Originally Posted by Batalov

This one doesn't divide. Statistically speaking, additional O(p) primes are needed.

"Also can be written as 507568*(2^1398269-1)+1"

Congratulations to the prime! Which is also first MMp factor prime on the list of top 5000! :-)

Batalov · 2013-09-06, 21:08

It certainly is not an MMp factor, though. (This has been checked.)

TimSorbet · 2013-09-06, 21:54

Quote:

Originally Posted by Batalov

It certainly is not an MMp factor, though. (This has been checked.)

Is there a more accurate term for such a find? An "MMp factor-candidate prime", perhaps?

aketilander · 2013-09-07, 05:07

Quote:

Originally Posted by Batalov

It certainly is not an MMp factor, though. (This has been checked.)

Oh I know, but I couldn't come up with a better term, I was thinking

MMp factorish prime
MMp factor class prime
MMp possible factor prime

etc.

but none was really good so I simply choose the simplest. It would be good though if we all could agree on a common way of labeling these primes. Maybe we could first collect a number of possibilities and then conduct a vote? Many kind of primes seem to be labeled after the one who "discovered" them or made the significant mathematical analysis ot them, Riesel, Mersenne etc., others seem to have their name from a significant mathematical property like factorial, home etc

aketilander · 2013-09-07, 07:06

One other thing Batalov: Have you tested all other possible smaller K:s (< 507568) for M1398269 or was this just a storke of luck?

Batalov · 2013-09-07, 07:45

I haven't checked all possible k's.

I did however check all k values that could produce MMp-divisors, i.e. k $\eq$ 0, 5, 8, 9 (mod 12).

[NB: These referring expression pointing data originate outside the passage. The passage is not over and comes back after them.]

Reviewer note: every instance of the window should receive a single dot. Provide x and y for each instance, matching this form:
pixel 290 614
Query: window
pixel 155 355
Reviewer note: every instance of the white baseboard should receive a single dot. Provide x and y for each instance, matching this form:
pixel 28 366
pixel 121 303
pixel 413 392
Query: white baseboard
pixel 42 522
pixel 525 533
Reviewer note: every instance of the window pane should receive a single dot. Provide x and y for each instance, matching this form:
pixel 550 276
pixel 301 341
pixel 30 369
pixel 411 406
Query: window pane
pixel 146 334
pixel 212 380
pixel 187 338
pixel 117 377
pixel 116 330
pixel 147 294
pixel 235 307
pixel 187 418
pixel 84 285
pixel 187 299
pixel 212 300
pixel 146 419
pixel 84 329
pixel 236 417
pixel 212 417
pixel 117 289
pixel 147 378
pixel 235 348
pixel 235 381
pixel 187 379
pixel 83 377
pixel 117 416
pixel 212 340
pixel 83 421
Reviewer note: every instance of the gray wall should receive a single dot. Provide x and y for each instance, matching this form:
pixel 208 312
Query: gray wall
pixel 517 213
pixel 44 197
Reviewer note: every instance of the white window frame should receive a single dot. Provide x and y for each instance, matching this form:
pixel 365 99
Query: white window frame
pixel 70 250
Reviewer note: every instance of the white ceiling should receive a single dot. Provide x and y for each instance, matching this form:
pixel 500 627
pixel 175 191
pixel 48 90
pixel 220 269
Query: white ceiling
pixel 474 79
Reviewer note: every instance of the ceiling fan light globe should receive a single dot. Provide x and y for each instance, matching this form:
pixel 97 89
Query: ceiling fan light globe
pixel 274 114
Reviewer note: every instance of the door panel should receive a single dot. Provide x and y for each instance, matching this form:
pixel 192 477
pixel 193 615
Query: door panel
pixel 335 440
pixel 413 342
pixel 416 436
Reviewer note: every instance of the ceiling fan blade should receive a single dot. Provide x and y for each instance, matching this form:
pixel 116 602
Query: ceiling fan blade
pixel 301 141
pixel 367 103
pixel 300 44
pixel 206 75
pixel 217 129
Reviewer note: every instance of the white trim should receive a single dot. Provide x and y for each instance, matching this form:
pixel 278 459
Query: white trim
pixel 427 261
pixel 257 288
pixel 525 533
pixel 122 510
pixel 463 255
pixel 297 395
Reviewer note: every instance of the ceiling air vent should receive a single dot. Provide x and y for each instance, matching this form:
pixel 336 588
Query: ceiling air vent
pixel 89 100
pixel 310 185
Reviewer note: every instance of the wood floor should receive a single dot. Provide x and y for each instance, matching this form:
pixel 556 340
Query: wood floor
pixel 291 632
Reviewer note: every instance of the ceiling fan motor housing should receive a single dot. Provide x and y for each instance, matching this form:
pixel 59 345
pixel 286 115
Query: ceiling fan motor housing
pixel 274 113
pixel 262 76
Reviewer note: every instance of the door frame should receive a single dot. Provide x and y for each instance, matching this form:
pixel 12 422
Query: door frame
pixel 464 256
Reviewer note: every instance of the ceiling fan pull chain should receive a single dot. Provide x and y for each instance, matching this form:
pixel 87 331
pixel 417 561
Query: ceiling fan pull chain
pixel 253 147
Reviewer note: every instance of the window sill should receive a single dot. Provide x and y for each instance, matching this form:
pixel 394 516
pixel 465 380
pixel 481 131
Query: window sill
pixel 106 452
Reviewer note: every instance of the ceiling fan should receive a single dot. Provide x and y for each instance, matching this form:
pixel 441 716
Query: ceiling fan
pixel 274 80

That is roughly half of them. I did not check k $\eq$ 2, 3, 6, 11 (mod 12).

aketilander · 2013-09-07, 09:22

Quote:

Originally Posted by Batalov

I haven't checked all possible k's.

I did however check all k values that could produce MMp-divisors, i.e. k $\eq$ 0, 5, 8, 9 (mod 12). That is roughly half of them. I did not check k $\eq$ 2, 3, 6, 11 (mod 12).

That is impressive! You must have put a lot of force into that!

ET_ · 2013-09-07, 09:23

Quote:

Originally Posted by Batalov

It certainly is not an MMp factor, though. (This has been checked.)

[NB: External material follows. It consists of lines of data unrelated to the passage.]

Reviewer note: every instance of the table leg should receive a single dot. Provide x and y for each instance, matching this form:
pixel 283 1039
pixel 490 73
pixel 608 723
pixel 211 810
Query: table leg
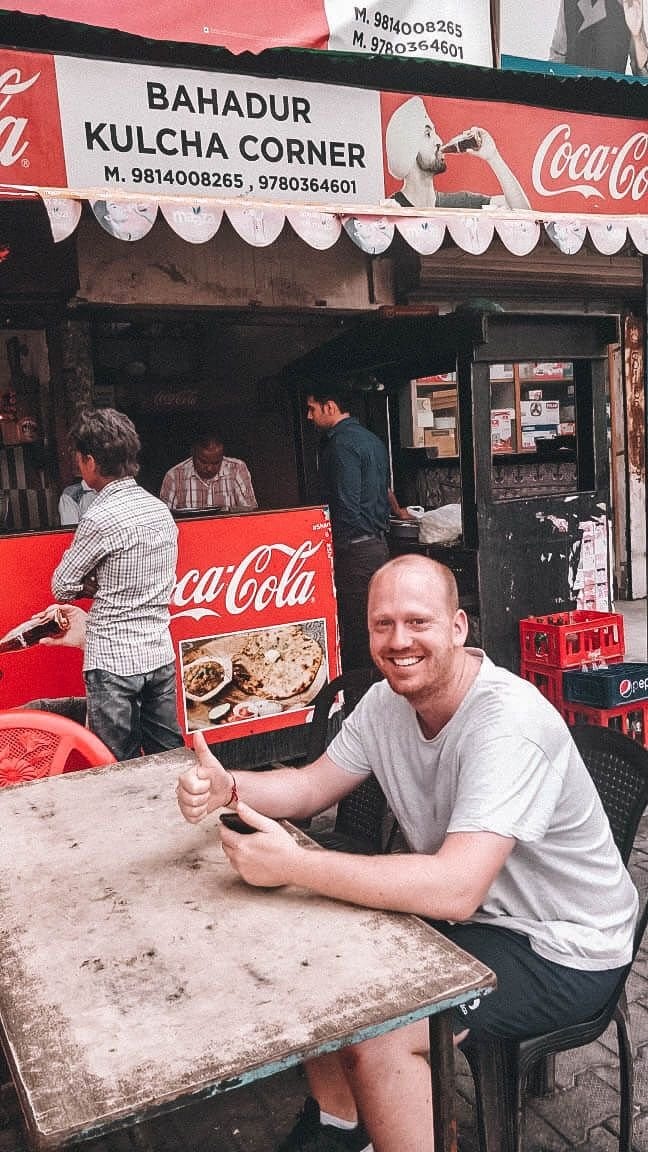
pixel 442 1070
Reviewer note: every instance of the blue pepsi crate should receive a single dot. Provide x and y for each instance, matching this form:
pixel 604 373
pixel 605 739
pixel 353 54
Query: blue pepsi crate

Should I assume that you are testing/trial-factoring above k=500,000 set up by Tony Forbes, then?

I have recorded all possible k for MM34 and MM35 up to k=500,000 thanks to Tony: I may clear some of them and extend the table limit if you still have your logs...

Luigi

Batalov · 2013-09-07, 18:47

Quote:

Originally Posted by ET_

...Tony did his sieving work for MM34 and MM35 up to 20G for k<500,000, so we just double-checked his work for k < 1,000.

I scanned the whole thread and found this note.
I sieved to >20G for k<2,000,000. In just a few hours, on one CPU. It is straightforward with Pari: for each prime q, k₀ = Mod((q-1)/2,q) / (Mod(2,q)^p-1), then eliminate all k = k₀ + mq from an array of k's. For sufficiently large q, this is not even a loop, but only k₀ or nothing at all.

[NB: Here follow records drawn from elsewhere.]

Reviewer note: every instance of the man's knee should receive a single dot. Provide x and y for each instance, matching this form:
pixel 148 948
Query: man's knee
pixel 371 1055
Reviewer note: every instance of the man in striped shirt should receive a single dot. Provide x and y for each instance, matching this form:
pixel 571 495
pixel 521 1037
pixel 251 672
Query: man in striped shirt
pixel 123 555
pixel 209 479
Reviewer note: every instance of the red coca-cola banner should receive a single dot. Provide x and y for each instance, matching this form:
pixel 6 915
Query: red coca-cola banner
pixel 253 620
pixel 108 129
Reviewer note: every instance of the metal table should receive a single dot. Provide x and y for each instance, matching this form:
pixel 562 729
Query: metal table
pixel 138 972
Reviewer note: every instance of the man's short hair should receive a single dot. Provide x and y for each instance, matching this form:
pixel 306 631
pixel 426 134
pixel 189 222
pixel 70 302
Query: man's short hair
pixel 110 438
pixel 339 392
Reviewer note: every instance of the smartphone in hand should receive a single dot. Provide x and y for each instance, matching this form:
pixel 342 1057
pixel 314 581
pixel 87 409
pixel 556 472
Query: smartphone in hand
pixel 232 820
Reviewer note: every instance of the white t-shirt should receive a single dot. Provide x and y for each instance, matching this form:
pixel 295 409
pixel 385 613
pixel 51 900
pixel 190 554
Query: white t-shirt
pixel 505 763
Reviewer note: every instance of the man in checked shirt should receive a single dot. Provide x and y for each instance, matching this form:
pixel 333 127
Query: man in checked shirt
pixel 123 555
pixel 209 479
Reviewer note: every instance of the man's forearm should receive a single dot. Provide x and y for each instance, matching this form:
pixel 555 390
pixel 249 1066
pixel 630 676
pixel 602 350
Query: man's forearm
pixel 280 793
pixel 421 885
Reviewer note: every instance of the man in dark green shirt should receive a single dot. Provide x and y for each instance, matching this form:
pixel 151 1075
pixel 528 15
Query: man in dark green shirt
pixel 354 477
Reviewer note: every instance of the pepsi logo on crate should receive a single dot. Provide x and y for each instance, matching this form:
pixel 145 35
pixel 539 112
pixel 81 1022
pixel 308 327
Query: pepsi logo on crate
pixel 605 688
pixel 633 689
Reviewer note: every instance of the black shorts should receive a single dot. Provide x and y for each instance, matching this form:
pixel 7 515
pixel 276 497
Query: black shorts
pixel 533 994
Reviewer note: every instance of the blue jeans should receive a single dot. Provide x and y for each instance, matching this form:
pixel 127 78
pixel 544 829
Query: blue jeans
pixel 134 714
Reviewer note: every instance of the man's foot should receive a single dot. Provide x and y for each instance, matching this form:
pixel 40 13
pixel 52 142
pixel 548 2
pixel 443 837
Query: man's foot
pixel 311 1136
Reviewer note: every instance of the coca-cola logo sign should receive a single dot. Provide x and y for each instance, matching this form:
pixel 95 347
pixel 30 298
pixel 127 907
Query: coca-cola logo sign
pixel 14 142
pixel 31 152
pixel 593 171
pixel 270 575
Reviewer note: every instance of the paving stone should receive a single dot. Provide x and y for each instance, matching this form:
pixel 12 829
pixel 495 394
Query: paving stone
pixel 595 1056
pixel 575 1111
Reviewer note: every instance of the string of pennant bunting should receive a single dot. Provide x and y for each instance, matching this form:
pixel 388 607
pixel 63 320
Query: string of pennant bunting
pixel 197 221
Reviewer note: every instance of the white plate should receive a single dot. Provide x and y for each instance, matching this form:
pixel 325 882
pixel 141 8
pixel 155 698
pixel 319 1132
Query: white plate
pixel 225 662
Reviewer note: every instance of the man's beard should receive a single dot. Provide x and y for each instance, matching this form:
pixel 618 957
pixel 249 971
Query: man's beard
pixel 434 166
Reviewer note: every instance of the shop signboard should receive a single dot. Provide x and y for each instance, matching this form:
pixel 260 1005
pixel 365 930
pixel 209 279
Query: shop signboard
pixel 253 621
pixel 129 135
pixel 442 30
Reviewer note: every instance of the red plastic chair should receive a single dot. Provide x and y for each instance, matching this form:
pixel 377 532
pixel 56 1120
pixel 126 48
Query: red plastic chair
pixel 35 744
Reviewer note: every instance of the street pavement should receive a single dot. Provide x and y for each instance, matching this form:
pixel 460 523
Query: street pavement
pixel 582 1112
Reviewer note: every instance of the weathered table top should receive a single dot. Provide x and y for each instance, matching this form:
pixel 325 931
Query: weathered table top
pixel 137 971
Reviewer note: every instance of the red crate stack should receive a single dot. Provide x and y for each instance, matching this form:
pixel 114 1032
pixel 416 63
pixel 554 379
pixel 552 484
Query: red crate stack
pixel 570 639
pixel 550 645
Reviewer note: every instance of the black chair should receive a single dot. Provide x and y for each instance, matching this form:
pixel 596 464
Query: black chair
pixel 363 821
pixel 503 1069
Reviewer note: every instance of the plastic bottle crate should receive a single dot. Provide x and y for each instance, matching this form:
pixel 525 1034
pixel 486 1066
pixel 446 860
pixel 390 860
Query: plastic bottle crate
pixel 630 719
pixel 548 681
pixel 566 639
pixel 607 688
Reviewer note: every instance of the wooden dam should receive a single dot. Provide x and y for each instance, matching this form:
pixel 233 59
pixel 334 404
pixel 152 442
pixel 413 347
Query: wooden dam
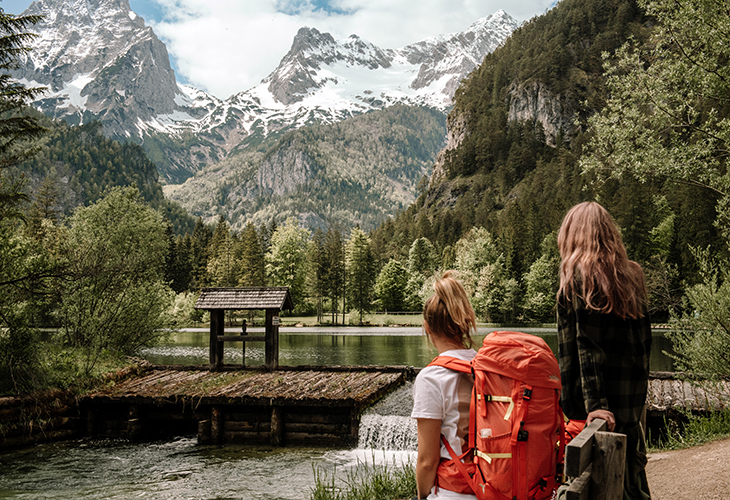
pixel 271 404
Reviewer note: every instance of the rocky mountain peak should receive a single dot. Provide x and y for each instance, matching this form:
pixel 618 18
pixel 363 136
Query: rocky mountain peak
pixel 98 57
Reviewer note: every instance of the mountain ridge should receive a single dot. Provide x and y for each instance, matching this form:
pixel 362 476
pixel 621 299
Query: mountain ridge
pixel 117 71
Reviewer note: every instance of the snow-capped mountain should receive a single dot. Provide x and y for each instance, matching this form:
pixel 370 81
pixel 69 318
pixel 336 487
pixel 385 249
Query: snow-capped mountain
pixel 100 61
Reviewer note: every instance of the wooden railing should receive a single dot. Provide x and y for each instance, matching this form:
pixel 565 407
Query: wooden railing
pixel 594 461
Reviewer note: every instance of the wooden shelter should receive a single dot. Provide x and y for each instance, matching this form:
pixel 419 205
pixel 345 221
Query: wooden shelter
pixel 218 300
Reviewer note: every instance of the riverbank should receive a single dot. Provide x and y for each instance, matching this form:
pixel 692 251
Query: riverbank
pixel 697 473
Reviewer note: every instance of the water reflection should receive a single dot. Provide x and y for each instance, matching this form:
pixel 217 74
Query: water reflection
pixel 180 469
pixel 345 346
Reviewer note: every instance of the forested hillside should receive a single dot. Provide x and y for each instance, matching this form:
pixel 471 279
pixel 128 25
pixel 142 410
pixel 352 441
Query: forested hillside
pixel 516 134
pixel 76 165
pixel 355 172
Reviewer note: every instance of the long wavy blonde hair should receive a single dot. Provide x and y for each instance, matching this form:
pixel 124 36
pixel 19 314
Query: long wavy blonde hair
pixel 448 313
pixel 594 264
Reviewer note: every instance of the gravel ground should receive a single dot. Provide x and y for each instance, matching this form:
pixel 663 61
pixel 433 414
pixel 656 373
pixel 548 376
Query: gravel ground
pixel 699 473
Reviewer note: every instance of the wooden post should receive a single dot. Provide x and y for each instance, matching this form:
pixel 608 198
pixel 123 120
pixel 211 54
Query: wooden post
pixel 134 423
pixel 277 425
pixel 272 339
pixel 216 329
pixel 204 432
pixel 243 344
pixel 609 459
pixel 90 422
pixel 579 452
pixel 216 425
pixel 596 461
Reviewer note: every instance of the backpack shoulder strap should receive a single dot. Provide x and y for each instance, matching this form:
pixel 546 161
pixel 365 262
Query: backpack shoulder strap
pixel 456 364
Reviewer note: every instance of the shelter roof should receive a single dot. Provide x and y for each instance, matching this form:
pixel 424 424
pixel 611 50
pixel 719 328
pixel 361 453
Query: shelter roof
pixel 236 298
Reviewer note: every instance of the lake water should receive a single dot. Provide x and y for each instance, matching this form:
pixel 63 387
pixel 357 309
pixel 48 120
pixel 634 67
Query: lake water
pixel 345 346
pixel 182 469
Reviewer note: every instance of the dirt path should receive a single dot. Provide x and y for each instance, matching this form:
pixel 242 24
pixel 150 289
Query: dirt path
pixel 699 473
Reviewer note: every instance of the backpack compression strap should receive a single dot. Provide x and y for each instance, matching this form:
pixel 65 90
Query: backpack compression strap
pixel 456 364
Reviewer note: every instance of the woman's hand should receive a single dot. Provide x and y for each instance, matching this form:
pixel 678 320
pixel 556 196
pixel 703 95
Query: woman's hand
pixel 605 415
pixel 429 454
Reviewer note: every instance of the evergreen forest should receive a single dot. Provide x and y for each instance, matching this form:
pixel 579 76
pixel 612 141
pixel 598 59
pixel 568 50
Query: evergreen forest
pixel 624 102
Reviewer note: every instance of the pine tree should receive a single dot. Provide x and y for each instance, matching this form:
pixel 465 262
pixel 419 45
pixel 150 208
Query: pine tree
pixel 360 271
pixel 18 127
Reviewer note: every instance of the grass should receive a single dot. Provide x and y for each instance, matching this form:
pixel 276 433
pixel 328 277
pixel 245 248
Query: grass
pixel 697 429
pixel 394 482
pixel 367 482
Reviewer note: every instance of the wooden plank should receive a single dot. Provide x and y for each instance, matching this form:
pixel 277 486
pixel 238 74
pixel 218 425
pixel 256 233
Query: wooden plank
pixel 579 451
pixel 277 425
pixel 609 456
pixel 272 340
pixel 580 488
pixel 241 338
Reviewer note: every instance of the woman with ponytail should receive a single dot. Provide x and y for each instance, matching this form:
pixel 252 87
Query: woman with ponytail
pixel 441 396
pixel 604 333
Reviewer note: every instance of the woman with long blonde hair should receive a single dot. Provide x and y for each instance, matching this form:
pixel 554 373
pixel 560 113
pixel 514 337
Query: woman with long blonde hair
pixel 441 396
pixel 604 333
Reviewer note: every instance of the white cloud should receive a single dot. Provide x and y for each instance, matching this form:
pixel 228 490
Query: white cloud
pixel 226 46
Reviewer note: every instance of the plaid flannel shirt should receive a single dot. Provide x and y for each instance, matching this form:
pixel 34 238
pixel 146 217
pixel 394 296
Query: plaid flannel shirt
pixel 604 362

In other words, I don't quite understand why you are so stuck on sieving:
1. Sieving alone is pointless without tests.
2. One should sieve only as long as sieving is faster than actually testing.

I ran LLR for MM35 "divisor pool" (still running, approaching k~1,400,000). This was the only prime so far. This approximately matches the expectation: probability of being prime is O(1/p), and on top of that the probability of dividing MMp would be O(1/k) (unsure)? So, for large p, even finding a prime was relatively lucky, let alone a divisor of MMp.

I also have sieve files for MM34, 36 and 37, but the 36/37 tests are five times slower, and a divisor of MM34 would soon be flushed out of Top-5000, so I concentrated on attacking MM35.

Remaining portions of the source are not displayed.